On Wed, Jan 29, 2014 at 01:26:04PM +0100, Vincent Fourmond wrote:
>   Default resolution is 1 postcript point for 1 pixel. Hence you need
> an image of width or height 900 000. Even with a camera taking
> pictures of width 10 000 (ie a 80 MPixel camera), you still need 90 of
> those stitched horizontally to have problems ! I don't see how this
> could arise in real life.

the images i have at hand don't have resolutions set in the image
explicitly (would they be evaluated at all?), but give these results:

$ exiftool infile.jpg
[...]
X Resolution                    : 1
Y Resolution                    : 1
Resolution Unit                 : None
Software                        : Hugin 2013.0.0.4692917e7a55
[...]
Image Size                      : 12032x3013
$ convert infile.jpg outfile.pdf
$ pdfinfo outfile.pdf
[...]
Producer:       ImageMagick 6.7.7-10 2013-12-22 Q16 http://www.imagemagick.org
[...]
Page size:      866304 x 216936 pts

i don't know if a jpg's resolution can be any more unspecified than by
unsetting the unit. ([1] suggests there isn't; if there is, let me know
and i'll try to get hugin to export a properly undefined resolution).
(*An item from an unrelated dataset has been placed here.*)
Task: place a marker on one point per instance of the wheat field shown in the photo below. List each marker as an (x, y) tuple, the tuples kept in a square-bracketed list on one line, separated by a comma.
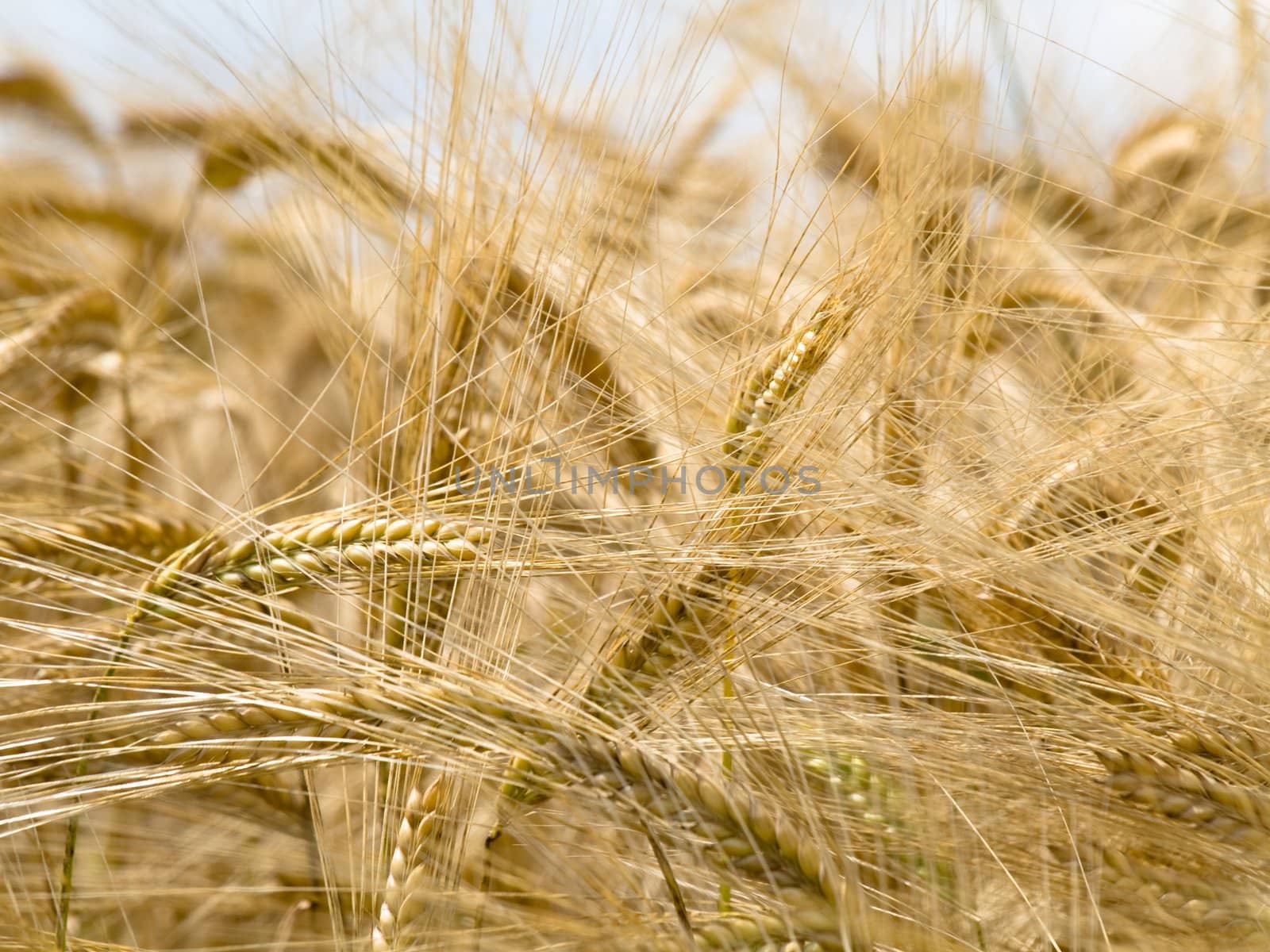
[(804, 512)]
the math of this implies 72pts per pixel (1 pixel per inch if i'm not
mistaken), which makes the critical size achievable with common cameras
and 360° panoramas.

[1] http://www.fileformat.info/format/jpeg/egff.htm

> Maybe just a warning could do ?

i don't know in which situation such a warning could be more useful than
an error (for these purposes, i'd call everythin an error that makes the
program return nonzero), but even a warning would be an enhancement.

thanks for considering the issue
chrysn

-- 
To use raw power is to make yourself infinitely vulnerable to greater powers.